Following the incubation of 24 – 48 hours (up to 4 days for some), bacterial growth and color change in the slant portion is observed. A positive result is indicated by growth and change in color of slant from green to intense blue. A negative result is indicated by no change in the color of the slant.

• Citrate Positive Bacteria: Klebsiella spp., Citrobacter spp., Serratia marcescens, Proteus mirabilis, Enterobacter spp., Salmonella spp. (except Salmonella Typhi and Paratyphi A), Edwardsiella spp., Providencia spp.
• Citrate Variable Bacteria: Proteus vulgaris, V. cholera, V. parahaemolyticus.
• Citrate Negative Bacteria: Escherichia coli, Shigella spp., Salmonella Typhi and Paratyphi A, Yersinia spp., Morganella morganii, Staphylococcus aureus, etc.

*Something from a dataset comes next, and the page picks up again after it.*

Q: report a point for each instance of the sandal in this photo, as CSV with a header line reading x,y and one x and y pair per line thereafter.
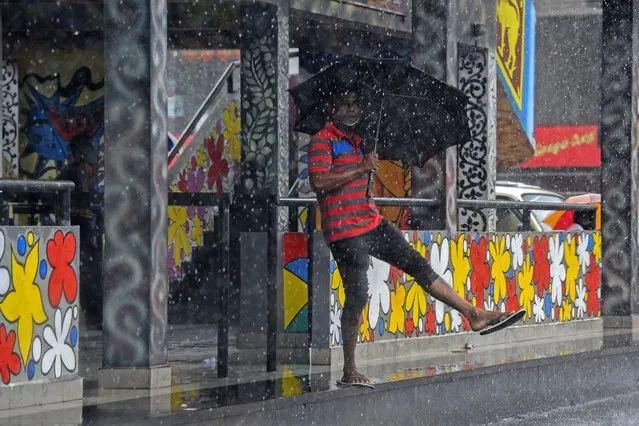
x,y
355,380
501,322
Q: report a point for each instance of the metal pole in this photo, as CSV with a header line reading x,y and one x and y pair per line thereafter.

IMViC test result chart of some common bacteria

Uses of IMViC Test

• This test is commonly utilized in clinical, research, and teaching laboratories to characterize and identify unknown bacterial isolates at the genus level. 
• Along with the Urease test and Triple Sugar Iron (TSI) test, it helps distinguish and identify members of the Enterobacteriaceae family. 
• Certain tests are also used to differentiate between species within a genus. For instance, the indole test distinguishes between Klebsiella oxytoca and Klebsiella pneumoniae, Citrobacter koseri and Citrobacter freundii, as well as Proteus vulgaris and Proteus mirabilis, among others.

Limitations of IMViC Test

• This method alone is insufficient for fully identifying bacteria at the species level, as additional tests are needed, even when differentiating Enterobacterales. 
• Different genera can yield similar results, leading to ambiguity. Being a culture-based test series, it requires a longer time for completion. Some bacteria may need more than two days of incubation to show a VP reaction, while the citrate test can take over four days of incubation. 
• Additionally, only culturable bacteria can be characterized. The entire process is complex, demanding strong culture skills and various resources. 
• Incorrect incubation times or the use of old or improperly applied reagents can result in false positive or false negative outcomes.